By the end of February, I finished my small winter sketchbook. Honestly, I didn't have many opportunities to go out birding and do any sketches from live observation, but instead I focused on a variety of subjects, from real objects to figures in magazine images and my imagination. I primarily used graphite and coloured pencils in this sketchbook, and I tried hard to fill every page. Recently, I have obtained a larger sketchbook that I have been eagerly filling with new ideas. The more I draw, the more I want to draw more...

Wednesday, 4 March 2015

Birds of Plasticine

Over the course of January, I experimented a little with colourful plasticine! The result was six of my favourite birds, each of which fit onto the palm of my hand.

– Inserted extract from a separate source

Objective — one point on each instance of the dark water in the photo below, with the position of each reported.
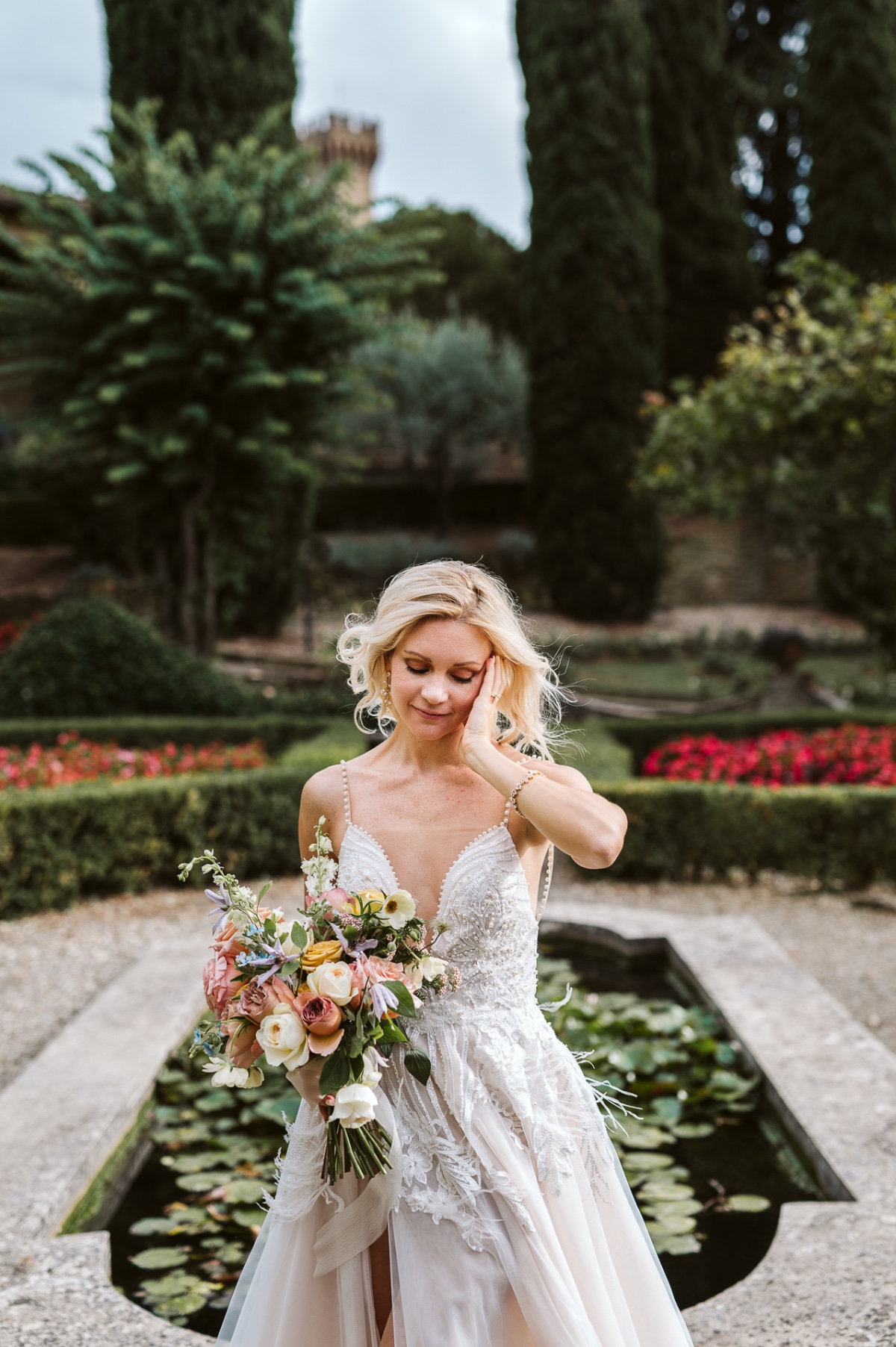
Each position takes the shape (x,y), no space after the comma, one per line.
(747,1154)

My very first sculpture was a cardinal. Here, I simply used two colours.
Next, I tried something more complicated: a Blue Jay, with its vivid blue and remarkable patterns.
Baltimore Oriole
Long-tailed Duck
Saw-whet Owl
My last one was a loon. This one definitely tested my patience. The checkerboard back took ages, and the entire bird represents about three hours of work. Phew!

Wednesday, 2 July 2014

A Bird in the Hand

An original painting by Caroline

Niagara lifers!

There are about 50 gull species on Earth, and 21 of them have been observed in Niagara. Tens of thousands of gulls flock the river throughout the winter, and this gives birders the once in a lifetime chance to see rare species coming from all over North America. This December, I had the incredible opportunity to visit Niagara, and see some of the area's specialties.

I started out at the Sir Adam Beck hydroelectric plant. From the platform overlooking the reservoir, one sees so many gulls, it's almost impossible to see the water. The highlight was two Iceland Gulls, but I wasn't able to pick out much else from there. Next, I followed the river upstream to Dufferin Islands Park, which is located just west of the Falls. It wasn't a long walk to the water from there, and I had astounding luck to see the Red Phalarope and the late Purple Sandpiper that have been hanging around there that week!

The sandpiper was difficult to see in the distance, but the phalarope gave us amazing looks - it must have been only a few metres away from the lookout! I have only ever seen phalaropes on pelagic trips before, however it is completely different to be able to study them this closely. The phalarope proved to be quite the agitated bird always darting about and constantly fluttering everywhere.

My Red Phalarope drawing
As I was enjoying the snow-covered scenery, a fellow birder pointed out a pair of beautiful Black-legged Kittiwakes that were circling in and out of the mist just below the Falls. I was so thrilled.... This trip to Niagara certainly taught me there is a more beautiful side to the harsh Canadian winter that I am all too familiar with!

Drawing inspiration from bird specimens

Dark-eyed Junco closed wing (above) and spread tail (below)

Junco's wing - upper-side (above) and underside (below)

Common Nighthawk specimen

Gull's skull

Hog Island Nature

Intertidal zone discovery: Crab claw

A lavender-coloured wildflower - yet to be identified

Periwinkle snail - delicious when roasted just right!